Author and environmentalist Edward Abbey, who spent years living in southern Utah's wilderness, would be mad as hell about Trump's monument reductions. He eloquently wrote about modern society's need for wilderness in “Desert Solitaire“:
No, wilderness is not a luxury but a necessity of the human spirit, and as vital to our lives as water and good bread. A civilization which destroys what little remains of the wild, the spare, the original, is cutting itself off from its origins and betraying the principle of civilization itself.
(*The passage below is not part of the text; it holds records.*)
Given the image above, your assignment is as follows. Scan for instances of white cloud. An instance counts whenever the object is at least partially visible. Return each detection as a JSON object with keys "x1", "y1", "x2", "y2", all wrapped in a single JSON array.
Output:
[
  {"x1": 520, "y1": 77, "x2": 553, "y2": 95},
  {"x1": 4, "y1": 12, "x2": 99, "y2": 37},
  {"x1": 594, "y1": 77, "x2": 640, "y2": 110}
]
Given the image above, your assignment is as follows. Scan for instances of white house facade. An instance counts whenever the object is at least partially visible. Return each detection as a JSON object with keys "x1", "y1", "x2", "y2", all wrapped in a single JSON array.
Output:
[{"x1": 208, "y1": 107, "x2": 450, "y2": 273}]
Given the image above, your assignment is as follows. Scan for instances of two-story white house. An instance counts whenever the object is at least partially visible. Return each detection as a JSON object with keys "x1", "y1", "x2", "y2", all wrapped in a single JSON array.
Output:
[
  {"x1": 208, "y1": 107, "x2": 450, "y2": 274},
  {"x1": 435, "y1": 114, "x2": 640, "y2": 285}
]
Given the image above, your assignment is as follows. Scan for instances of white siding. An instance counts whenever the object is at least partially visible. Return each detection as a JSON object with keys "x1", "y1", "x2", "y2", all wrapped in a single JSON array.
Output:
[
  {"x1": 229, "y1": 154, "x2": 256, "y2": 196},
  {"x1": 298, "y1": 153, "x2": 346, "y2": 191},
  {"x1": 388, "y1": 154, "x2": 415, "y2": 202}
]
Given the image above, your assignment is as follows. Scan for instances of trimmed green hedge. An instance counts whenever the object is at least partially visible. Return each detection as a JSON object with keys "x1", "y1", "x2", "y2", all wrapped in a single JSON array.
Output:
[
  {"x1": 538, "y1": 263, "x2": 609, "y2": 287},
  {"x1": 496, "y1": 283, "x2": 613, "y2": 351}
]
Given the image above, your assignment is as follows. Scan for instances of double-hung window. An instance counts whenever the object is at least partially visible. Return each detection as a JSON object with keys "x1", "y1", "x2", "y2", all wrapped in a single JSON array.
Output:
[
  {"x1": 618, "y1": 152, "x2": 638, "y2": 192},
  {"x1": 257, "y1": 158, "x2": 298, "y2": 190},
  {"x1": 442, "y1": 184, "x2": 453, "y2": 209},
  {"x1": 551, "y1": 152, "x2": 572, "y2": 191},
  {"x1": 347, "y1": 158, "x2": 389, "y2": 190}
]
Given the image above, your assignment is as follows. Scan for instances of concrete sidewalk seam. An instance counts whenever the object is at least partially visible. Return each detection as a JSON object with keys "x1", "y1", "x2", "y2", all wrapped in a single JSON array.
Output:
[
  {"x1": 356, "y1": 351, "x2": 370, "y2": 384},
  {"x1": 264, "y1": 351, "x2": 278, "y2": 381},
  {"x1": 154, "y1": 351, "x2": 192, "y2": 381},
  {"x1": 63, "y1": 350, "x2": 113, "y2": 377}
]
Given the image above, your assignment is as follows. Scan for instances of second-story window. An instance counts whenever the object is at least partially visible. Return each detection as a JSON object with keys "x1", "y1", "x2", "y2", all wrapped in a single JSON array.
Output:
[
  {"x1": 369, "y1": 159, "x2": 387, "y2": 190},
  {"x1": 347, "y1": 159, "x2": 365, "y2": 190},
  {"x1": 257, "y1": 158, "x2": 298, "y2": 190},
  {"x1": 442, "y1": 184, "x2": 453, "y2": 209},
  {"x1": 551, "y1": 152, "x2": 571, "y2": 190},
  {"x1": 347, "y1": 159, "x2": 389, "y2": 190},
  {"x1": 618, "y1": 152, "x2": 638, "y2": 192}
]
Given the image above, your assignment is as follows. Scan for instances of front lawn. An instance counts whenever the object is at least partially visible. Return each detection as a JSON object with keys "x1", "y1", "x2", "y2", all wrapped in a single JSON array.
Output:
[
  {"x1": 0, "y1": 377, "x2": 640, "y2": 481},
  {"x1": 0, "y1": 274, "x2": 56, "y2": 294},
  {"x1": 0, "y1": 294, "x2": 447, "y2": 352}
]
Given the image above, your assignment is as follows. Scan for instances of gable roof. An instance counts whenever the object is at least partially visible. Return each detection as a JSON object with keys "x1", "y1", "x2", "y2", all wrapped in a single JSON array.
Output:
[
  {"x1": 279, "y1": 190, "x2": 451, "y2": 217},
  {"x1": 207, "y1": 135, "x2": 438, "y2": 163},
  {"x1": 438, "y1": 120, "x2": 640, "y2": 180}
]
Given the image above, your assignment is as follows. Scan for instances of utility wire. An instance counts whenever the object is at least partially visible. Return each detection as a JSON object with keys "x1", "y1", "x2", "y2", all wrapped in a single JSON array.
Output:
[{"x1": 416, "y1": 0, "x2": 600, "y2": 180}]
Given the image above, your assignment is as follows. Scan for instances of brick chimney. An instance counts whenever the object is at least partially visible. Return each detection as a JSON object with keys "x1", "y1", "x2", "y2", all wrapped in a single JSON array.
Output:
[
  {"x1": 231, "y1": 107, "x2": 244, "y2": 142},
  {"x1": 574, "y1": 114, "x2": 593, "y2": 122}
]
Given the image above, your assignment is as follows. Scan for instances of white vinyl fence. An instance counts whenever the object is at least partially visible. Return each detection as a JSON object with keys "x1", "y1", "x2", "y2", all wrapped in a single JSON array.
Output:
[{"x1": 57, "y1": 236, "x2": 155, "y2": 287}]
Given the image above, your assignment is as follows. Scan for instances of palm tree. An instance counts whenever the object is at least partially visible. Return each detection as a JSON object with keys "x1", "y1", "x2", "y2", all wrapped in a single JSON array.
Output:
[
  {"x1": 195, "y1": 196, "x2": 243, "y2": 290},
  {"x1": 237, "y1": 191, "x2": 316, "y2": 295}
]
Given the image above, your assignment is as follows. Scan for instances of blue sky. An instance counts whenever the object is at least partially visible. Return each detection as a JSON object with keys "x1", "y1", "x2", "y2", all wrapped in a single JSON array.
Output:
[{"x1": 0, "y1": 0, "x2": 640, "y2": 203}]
If industrial man continues to multiply his numbers and expand his operations he will succeed in his apparent intention, to seal himself off from the natural and isolate himself within a synthetic prison of his own making. He will make himself an exile from the earth and then will know at last, if he is still capable of feeling anything, the pain and agony of final loss.When Trump Tower has been renamed, bulldozed and built over and the sea level creeps its way up the moldy gold walls of the decrepit remnants of Mar-a-Lago, there will be families hiking the same trails I hiked at Yosemite and Zion, seeing the same views I saw at Canyonlands and Yellowstone, feeling the same awe I felt at Glacier and Crater Lake. As long as human life hasn't been wiped out by a cataclysmic event and impotent leadership hasn't allowed Russia to invade the United States, these lands will still be owned and loved by the American people.
Time visiting our public lands puts life into perspective, letting us know we're a small part of a larger whole. The great outdoors provides lessons that can't be learned at private golf clubs. For the sake of our cherished natural treasures, for a semblance of sanity for everyday Americans, and for the good of the entire free world, Donald Trump quite literally needs to take a hike.